There seems to be some interest in the experiment, but none in trying to resolve the problem; that is, to interpret it with the energy-time uncertainty relation.
My own opinion is that quantum mechanics, though very effective at analyzing statistical ensembles, has no good method of analyzing single events or processes on the microscopic level. As a result they end up as curiosities that cannot be described by either classical or quantum theory.
Are there any other ideas out there?

9. Mar 17, 2015

### nortonian

Here's another article of interest to the topic.

10. Mar 19, 2015

### nortonian

When we want to imagine how uncertainty applies to position-momentum we think of trying to localize a single particle with a single photon using a microscope. A more highly defined position leads to a less defined momentum and vice versa. However, if we use the experiment described in the above article which describes how a single electron changes energy levels, to imagine how energy-time uncertainty works the idea becomes more confusing. Instead of an indefinite measurement of energy leading to a more precise measurement of time we get a statistically smaller chance of the transition occurring at all. This is because the microwave stimulation is a classically varied parameter which causes a gradual increase in transitions as it approaches the actual transition value. On the other hand, if we consider the meaning of time in the interaction it is even more confusing. How does time uncertainty figure into it? Is it the actual clock time when the transition occurs or is it the time it takes the electron to change energy levels?

11. Mar 19, 2015

### Khashishi

How do you exactly measure the electric potential?

12. Mar 19, 2015

### nortonian

Check this link for a layman's description.
In my own words, energy is supplied to the oscillating electron with microwaves and when a transition occurs it drains energy from a resonant circuit without disturbing the motion of the electron itself.
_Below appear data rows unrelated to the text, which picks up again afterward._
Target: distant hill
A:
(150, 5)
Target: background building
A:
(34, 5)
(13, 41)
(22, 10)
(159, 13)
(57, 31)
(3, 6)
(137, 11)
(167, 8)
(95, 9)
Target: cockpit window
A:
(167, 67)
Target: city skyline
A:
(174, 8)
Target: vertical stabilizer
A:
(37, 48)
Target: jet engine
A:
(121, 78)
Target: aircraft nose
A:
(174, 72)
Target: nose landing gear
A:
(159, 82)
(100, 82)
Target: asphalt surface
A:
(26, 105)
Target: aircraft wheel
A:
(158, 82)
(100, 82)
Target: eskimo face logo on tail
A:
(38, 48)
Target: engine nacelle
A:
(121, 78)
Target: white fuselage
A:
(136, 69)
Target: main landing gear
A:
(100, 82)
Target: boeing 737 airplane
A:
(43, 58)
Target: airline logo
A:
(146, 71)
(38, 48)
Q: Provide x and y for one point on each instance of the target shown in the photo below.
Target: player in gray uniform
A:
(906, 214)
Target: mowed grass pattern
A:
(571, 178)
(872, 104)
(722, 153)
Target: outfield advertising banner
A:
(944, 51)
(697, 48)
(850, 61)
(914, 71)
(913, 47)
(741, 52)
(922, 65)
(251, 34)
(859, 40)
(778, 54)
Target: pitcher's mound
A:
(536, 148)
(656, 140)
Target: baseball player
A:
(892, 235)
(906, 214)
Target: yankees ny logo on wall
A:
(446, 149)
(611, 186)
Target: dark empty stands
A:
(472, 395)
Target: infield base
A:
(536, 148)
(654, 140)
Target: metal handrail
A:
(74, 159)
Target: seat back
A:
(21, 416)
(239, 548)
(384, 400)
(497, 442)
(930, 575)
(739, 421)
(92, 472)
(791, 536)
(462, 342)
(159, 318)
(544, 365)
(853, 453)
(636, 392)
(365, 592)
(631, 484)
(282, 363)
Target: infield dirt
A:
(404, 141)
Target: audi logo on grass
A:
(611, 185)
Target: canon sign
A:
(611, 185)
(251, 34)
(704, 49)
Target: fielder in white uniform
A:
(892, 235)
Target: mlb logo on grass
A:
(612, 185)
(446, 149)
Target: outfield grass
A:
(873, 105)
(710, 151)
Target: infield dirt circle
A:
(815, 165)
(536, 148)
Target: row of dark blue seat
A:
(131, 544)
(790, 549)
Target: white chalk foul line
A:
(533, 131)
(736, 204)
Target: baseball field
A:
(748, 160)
Thus the transition is observed in the resonant circuit. This is referred to as a Quantum Non-demolition measurement, meaning it occurs outside of the uncertainty principle. If a single electron can be observed undergoing a QND transition, why can't we assume that all transitions are outside the influence of uncertainty? In other words, the statistical ensemble used to define energy-time uncertainty in spectroscopic studies is actually a summation of exact individual transitions which are smeared out by thermal effects.